Red Cross says support still needed one year after Irma | THE DAILY HERALD

~ Focusses on home repairs and rebuilding lives ~


SIMPSON BAY–One year ago Hurricane Irma hit St. Maarten with devastating power. Today, the people on the island are still coping with the aftermath of the disaster. The Red Cross helps St. Maarteners rebuilding their lives with the 19.9 million euros donated by the Dutch public during the “The Netherlands help St. Maarten” fundraiser. In the first months after the hurricane the Red Cross helped more than 25,000 people with supplies such as food, drinking water and tarps. Later, vulnerable families were given food vouchers, and schoolchildren were provided breakfast and a warm lunch every day. Now, the focus has shifted more to long-term aid, such as repairing homes hurricane-proof.

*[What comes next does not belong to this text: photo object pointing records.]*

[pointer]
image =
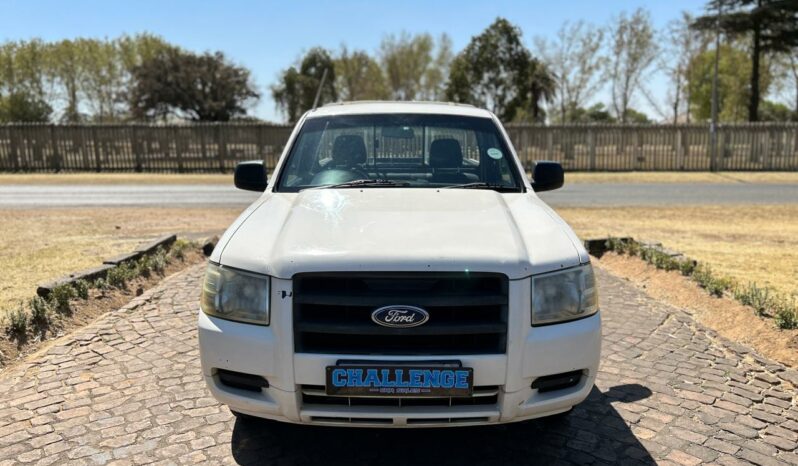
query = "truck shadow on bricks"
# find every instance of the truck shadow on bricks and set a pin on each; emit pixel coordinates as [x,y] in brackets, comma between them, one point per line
[593,433]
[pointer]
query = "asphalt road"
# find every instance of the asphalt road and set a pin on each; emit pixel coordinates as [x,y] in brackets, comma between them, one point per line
[574,195]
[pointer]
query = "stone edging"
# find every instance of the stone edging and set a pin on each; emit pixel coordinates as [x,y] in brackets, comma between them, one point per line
[94,273]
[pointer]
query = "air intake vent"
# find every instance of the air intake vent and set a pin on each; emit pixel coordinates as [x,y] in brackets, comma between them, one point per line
[467,313]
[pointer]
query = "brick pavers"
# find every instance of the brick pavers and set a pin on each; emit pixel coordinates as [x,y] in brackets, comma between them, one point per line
[127,389]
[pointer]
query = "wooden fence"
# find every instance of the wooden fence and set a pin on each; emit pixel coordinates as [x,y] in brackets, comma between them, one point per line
[218,147]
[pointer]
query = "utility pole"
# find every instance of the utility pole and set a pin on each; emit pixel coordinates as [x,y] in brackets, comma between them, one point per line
[318,91]
[713,125]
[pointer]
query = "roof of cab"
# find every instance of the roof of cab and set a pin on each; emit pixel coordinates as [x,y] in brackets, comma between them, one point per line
[378,106]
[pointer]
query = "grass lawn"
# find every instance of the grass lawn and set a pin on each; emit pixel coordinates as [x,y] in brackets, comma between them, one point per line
[570,177]
[748,243]
[681,177]
[43,244]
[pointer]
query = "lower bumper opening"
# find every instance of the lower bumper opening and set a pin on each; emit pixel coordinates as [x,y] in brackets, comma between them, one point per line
[241,380]
[482,396]
[550,383]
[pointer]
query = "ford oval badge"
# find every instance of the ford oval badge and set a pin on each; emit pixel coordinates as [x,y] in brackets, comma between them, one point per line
[400,316]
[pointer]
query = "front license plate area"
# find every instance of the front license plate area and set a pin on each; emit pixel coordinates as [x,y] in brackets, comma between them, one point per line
[399,380]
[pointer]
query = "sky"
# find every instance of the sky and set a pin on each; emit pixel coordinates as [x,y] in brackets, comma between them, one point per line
[268,36]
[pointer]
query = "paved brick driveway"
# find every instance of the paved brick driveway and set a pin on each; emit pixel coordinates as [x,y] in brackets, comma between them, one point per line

“In St. Maarten you can still see the damage inflicted by Irma. Boats thrown on shore, roofs covered with tarpaulins, and debris. After a hurricane of this scale, long-term aid is needed. There are people who have lost literally everything – their job and their home. That is why the Red Cross will invest at least three years in this aid,” says Marieke van Schaik of the Netherlands Red Cross.

To support the people of St. Maarten, the Red Cross provided more than 3,000 schoolchildren with a daily breakfast and warm lunch. In total 875,782 meals were served to children at 18 primary and five high schools. Many parents lost their jobs and this programme took away concerns about providing healthy meals to their children.

Supermarket vouchers were given to support vulnerable families as well as the elderly, sick and unemployed. Four vouchers with a value of US $83 each enabled them to purchase food and other items to meet their daily needs. A total of 16,888 food vouchers were distributed.

Shortly after the hurricane, more than 116,700 litres of drinking water, 11,800 tarps and 8,000 food packages were handed out.

After the hurricane it was apparent that children needed more support. Some of the funds donated in the Netherlands went to UNICEF and the government to help schools with disaster-preparedness programmes and reinforcing school buildings. Additionally, teachers have been trained to give children psychosocial assistance.

“We help children by supporting them in different ways. If you look around you in St. Maarten you still see the impact of the hurricane everywhere, also in the lives of children,” says Aid Coordinator for UNICEF in the Netherlands Marieke Roelfsema about a recent visit to the island.

Many people in St. Maarten still have to repair their homes. “Build Back Better” workshops enable the Red Cross to share the necessary expertise, after which attendees receive vouchers to purchase the correct building materials. Hurricane Irma hit the entire region. Therefore, building supplies have to be brought in from long distances and there is a shortage of skilled contractors. Consequently, the Home Repair programme has been delayed. The Red Cross wants to deliver sound technical advice and needed to recruit personnel from abroad. With staff now in place, the Red Cross is working hard to help as many people as quickly as possible.